Le conseil de monsieur Kirkham aux rédacteurs est de faire examiner leurs rapports techniques par des pairs, de suivre un cours de recyclage annuel sur le règlement 43-101 et de relire le formulaire avant et après sa production : « Adhérer aux pratiques phares du secteur est le meilleur moyen pour un professionnel d’éviter d’éventuels problèmes. »

« L'avis d'experts-conseils, de conseillers juridiques ou de personnes qualifiées est de mise », selon monsieur Waldie de la CVMO. « C'est un encadrement appréciable. » Pour les investisseurs, ajoute-t-il, il est important d’avoir accès à de l’information complète et transparente. « Je n’irais pas jusqu’à dire que les problèmes relevés dans notre examen sont catastrophiques, mais c'est une sonnette d'alarme, car les émetteurs sont ultimement responsables de l’information présentée », dit-il.

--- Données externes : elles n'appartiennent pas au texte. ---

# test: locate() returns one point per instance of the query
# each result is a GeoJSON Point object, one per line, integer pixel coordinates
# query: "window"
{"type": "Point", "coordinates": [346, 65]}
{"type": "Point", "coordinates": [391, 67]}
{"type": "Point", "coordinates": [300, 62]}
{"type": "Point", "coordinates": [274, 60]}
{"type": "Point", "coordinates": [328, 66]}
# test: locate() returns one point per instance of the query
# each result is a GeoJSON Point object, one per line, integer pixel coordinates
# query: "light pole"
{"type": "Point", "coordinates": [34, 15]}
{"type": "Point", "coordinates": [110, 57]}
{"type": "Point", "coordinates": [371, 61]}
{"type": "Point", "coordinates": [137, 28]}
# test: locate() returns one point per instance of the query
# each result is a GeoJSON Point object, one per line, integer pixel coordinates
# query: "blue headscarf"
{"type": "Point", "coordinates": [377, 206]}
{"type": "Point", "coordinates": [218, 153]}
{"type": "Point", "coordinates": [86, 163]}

Monsieur Kirkham dit que la leçon tirée de l’examen de la CVMO indique qu’il y a place à l’amélioration, mais il ajoute que le niveau et la qualité du travail accompli au Canada est ce qui se fait de mieux à l’échelle mondiale. « La seule chose que nous ignorons de l’application du règlement 43-101 est le nombre de scandales qu’il aura permis d’éviter », conclut-il.